Harris is hosting the Englewood Film Festival, the first held inside Chicago’s African American community on Friday and Saturday, Oct. 28-29 at Kennedy King College at 63rd and Halsted, in the heart of the beleaguered South Side Englewood neighborhood.
A native and current resident of Englewood, Harris sounds both naïve and hopeful about his community, home to a decreasing 30,000 people who live within three square miles. He believes that if Englewood could be transformed, its poverty and crime rate reduced and its culture improved, it could be a model for similarly distressed black communities throughout the country.
“One of the reasons I wanted to bring film to the community is that films inspire,” he says.
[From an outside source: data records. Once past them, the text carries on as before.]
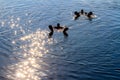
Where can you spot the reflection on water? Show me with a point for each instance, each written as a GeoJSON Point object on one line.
{"type": "Point", "coordinates": [29, 66]}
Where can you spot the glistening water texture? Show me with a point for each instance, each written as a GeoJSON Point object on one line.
{"type": "Point", "coordinates": [91, 52]}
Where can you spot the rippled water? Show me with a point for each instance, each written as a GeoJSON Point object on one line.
{"type": "Point", "coordinates": [91, 52]}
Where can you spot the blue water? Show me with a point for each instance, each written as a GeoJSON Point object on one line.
{"type": "Point", "coordinates": [91, 52]}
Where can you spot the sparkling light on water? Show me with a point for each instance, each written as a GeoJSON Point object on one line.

The Englewood Film Festival’s start is modest – six films and four free film-related panels, supported by three lone sponsors, WBEZ, the We are Light organization and Honee Earth, LLC, and Harris digging into his own pockets to cover the costs of Kennedy-King theatre rental and other basic expenses.
“I’m not doing the festival for a profit,” he says. “I’m doing it for change.” So when Alisa Starks, co-owner of the South Side chain of I.C.E. theatres told him she wanted the event in her theatres, he declined so he could keep his commitment to the ‘hood.
Program of six features and three free movie-related panels
Opening the festival Friday night is “The Saints of Mt. Christopher,” a basketball drama starring Clifton Powell, Tom Sizemore, Chicago actor Mel Rob and Shane Dean, who directed and produced, followed by Q&A with the actors. An after party is planned.
Saturday’s activities start with three free panels, preceded by a Continental Breakfast served from 7:30 to 9 a.m.
Three Chicago entertainment attorneys, Doc Walls, Spark Anderson and Xavier Pope, speak at the first panel, “Law and Order,” from 9-10:30 a.m.
Konee Rock, a Caucasian music video director/producer for artists like Kanye West, Rhymefest and Wutang Klan, speaks on the “Movies and Music” panel, 10:30 a.m.-12:30 p.m. The last panel, “Acting 101,” features Jackie Taylor, executive director of the Black Ensemble Theatre, actor Eric Lane, who appeared in the Chicago-Made “One Week” and others to be announced, 12:30-2:00 p.m.
Headlining the Saturday lineup at 2 p.m. is the drama “Damilola: Death of a 10 Year Old,” followed by Robin Givens’ drama “Breathe,” also starring Jazsmin Lewis, Elise Neal and Miguel Nunez Jr.
Two Kartemquin docs that should resonate with an Englewood audience are producer/director Steve James’ “No Crossover: The Trial of Allen Iverson,” and the highly acclaimed “The Interrupters.”
Harris has produced 10 features in five years
Since Harris gave up his retail furniture sales job in 2006 to focus on filmmaking, he has produced an astounding 10 features and says he’s making a living at it in Chicago. He admits the films are made on “a very low budget, usually under $1 million,” a budget that can be met by his preference for “using new Hollywood faces and surrounding them with black local talent.”
Producer Harris and another prolific local filmmaker, Ricardo Islas, just wrapped “Frankenstein: Day of the Beast,” which Islas directed and shot. Harris’ recent feature, “Over and Over” will play Oct. 21-27 at AMC theatre, in a partnership with AMC, which Harris hopes will lead to a bigger distribution deal.